Overview of genomically clustered isolates with indication of respiratory or non-respiratory source
RRT: rate of recent transmission;9 SNP, single nucleotide polymorphism. Genomically clustered isolates were identified sing a ≤5-SNP cut-off and including 41 patients in whom M. tuberculosis was cultured from both respiratory and non-respiratory sources, categorized as a respiratory source or pulmonary disease. Coloured dots indicate the following specimen sources: green respiratory, orange non-respiratory. A black halo identifies the specimen with the earliest collection date within a cluster, indicating likely temporality. The estimated RRT was calculated using the formula (N-C)/T∗100, where N is the number of clustered isolates (using a 5-SNP cut off), C the number of clusters and T the total number of isolates analyzed.9 See also Table S1 and Figure S1.
Discussion
This study presents the first comprehensive description of the demographic and genomic characteristics associated with M. tuberculosis strains isolated from respiratory and non-respiratory sources in a low incidence setting. Although most TB patients had pulmonary disease, nearly a third of cultures were recovered from non-respiratory specimens. This is broadly similar to the PTB/EPTB case ratio observed in NSW and in global TB notification data.1,12 Although the early detection and effective treatment of PTB cases is important for disease control, accurate detection of diverse EPTB presentations is important for optimal patient outcomes and patient-centerd care. The diversity of sources from which M. tuberculosis were grown, reflects the broad range of clinical presentations and affected organs.2
The male predominance observed among TB cases is consistent with findings in other settings,3,5,12,13 although a greater proportion of non-respiratory specimens in our study were collected from female patients. It has been postulated that EPTB is likely to be more common in patients with HIV infection or other immunocompromising conditions, which preferentially affects women in some settings.14,15 However, the HIV-infection rate in our cohort was very low and did not support this viable explanation.

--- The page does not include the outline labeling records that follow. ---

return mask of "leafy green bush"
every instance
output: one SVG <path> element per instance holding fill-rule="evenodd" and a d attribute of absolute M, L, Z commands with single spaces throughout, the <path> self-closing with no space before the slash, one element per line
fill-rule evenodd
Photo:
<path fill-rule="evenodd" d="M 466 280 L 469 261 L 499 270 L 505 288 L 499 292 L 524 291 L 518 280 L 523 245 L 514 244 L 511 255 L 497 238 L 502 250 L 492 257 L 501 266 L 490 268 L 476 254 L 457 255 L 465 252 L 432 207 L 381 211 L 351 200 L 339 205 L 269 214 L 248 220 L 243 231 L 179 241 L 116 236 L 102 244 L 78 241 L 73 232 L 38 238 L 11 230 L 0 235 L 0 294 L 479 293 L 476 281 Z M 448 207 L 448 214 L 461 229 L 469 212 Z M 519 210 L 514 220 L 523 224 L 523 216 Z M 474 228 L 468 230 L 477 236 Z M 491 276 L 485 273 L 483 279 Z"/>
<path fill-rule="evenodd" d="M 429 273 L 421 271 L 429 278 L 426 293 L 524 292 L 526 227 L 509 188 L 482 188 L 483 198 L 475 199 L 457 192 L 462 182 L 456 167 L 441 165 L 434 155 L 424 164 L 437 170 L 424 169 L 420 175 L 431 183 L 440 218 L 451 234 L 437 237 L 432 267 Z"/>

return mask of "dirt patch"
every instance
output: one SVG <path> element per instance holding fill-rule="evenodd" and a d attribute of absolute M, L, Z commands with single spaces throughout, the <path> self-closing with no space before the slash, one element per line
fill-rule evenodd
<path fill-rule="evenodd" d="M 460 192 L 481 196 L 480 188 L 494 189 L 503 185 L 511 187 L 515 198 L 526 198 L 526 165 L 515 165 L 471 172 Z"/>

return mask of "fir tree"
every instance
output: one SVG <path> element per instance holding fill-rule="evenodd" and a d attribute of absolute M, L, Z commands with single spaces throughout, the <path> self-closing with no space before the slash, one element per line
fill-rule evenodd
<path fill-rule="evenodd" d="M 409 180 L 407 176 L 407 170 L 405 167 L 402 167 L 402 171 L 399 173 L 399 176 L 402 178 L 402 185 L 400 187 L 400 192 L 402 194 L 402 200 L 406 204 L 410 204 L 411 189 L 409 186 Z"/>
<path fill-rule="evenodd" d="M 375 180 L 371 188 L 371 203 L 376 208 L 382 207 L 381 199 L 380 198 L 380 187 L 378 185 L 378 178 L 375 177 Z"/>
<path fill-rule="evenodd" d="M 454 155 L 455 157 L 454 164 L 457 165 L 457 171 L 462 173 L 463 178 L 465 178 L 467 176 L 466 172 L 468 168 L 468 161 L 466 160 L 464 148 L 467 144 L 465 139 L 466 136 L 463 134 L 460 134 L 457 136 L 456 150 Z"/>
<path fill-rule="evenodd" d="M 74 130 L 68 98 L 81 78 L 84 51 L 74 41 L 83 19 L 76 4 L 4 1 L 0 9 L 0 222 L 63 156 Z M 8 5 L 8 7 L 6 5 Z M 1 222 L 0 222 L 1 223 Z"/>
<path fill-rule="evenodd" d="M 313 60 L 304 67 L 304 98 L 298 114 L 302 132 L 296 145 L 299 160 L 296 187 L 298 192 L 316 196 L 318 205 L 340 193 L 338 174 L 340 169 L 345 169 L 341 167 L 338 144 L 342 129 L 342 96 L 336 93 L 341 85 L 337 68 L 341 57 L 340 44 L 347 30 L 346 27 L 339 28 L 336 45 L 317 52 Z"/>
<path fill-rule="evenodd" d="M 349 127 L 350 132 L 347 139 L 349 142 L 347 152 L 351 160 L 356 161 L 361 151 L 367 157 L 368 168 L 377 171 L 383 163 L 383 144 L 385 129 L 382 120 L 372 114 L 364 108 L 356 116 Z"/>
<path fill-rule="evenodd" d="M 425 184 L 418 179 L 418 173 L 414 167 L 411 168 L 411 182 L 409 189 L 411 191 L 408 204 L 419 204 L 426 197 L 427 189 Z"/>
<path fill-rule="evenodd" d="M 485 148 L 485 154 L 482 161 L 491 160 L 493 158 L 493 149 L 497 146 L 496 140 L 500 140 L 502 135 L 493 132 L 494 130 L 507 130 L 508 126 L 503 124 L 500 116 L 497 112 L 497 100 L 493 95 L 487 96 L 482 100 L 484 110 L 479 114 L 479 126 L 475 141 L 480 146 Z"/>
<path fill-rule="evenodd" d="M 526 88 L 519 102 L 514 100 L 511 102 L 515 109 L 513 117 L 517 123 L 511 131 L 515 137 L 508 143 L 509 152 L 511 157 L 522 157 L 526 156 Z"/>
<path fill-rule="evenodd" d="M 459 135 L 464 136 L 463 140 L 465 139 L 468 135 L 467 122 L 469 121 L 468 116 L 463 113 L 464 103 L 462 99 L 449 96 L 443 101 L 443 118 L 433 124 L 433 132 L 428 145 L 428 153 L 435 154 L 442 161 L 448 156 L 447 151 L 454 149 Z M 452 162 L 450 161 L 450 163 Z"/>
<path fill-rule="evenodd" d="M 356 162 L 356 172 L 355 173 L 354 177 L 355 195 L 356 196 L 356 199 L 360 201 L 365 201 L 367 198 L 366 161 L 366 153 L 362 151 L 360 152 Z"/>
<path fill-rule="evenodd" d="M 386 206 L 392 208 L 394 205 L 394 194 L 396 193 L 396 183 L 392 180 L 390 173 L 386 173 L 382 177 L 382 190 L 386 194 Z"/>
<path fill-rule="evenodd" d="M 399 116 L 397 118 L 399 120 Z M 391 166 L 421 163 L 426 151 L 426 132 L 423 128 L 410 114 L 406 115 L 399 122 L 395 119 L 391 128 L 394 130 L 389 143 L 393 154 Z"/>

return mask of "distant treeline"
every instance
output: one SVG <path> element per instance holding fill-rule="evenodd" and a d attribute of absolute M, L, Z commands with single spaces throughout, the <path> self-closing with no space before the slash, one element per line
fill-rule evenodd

It may be that women are inherently more vulnerable to develop extra-pulmonary TB,16,17 or alternatively, men could be predisposed to pulmonary disease due to intrinsic factors or behaviors such as cigarette smoking that is more common among men than women.18
A finding of particular interest is the fact that the PTB/EPTB ratio was highest among older adults (≥65 years), suggesting a potentially increased transmission risk within this age group. The over-representation of pulmonary cases among older adults has relevance for TB control efforts, particularly in regions with an aging population linked to global demographic shifts.19 This poses a particular challenge in areas with high TB prevalence and a rapidly aging population. These emerging patterns highlight the need for better tailored approaches to address the distinct challenges and risks associated with TB in older adults.20
Variations in the prevalence of M. tuberculosis strain lineages and sub-lineages across different anatomical sites may suggest strain-specific tropism or preferences for specific anatomical environments.6,21,22 For instance, there is a relative overrepresentation of lineage 2 strains and underrepresentation of lineage 3 strains in respiratory specimens, which is consistent with previous reports.22,23,24,25 Recognition of these lineage-specific trends may have clinical relevance if it provides insight into different pathogenesis or transmission patterns. The increased detection of mixed strain infections in non-respiratory isolates aligns with previous findings,26,27 which demonstrated that lymph nodes remain infected for prolonged periods of time, and that reinfecting strains often co-locate in the same lymph nodes or other extrapulmonary tissues that were previously infected.28
Respiratory specimens were more frequently associated with genomic transmission clusters, which is not unexpected given the respiratory route of M. tuberculosis transmission. Patients with non-respiratory isolates were mostly identified as “dead end” hosts, with no indication of onwards transmission, but in some instances patients with EPTB may have contributed to transmission. While EPTB cases are not regarded as major sources of infection,29,30 their occasional contribution to transmission warrants careful consideration. Pleural isolates were more commonly associated with transmission clusters, which suggest that pleural disease may be a proxy of lung involvement and potential transmission risk.31 More detailed assessment of the clinical phenotype and detailed epidemiological analysis is required to assess potential transmission risk from other non-respiratory specimens.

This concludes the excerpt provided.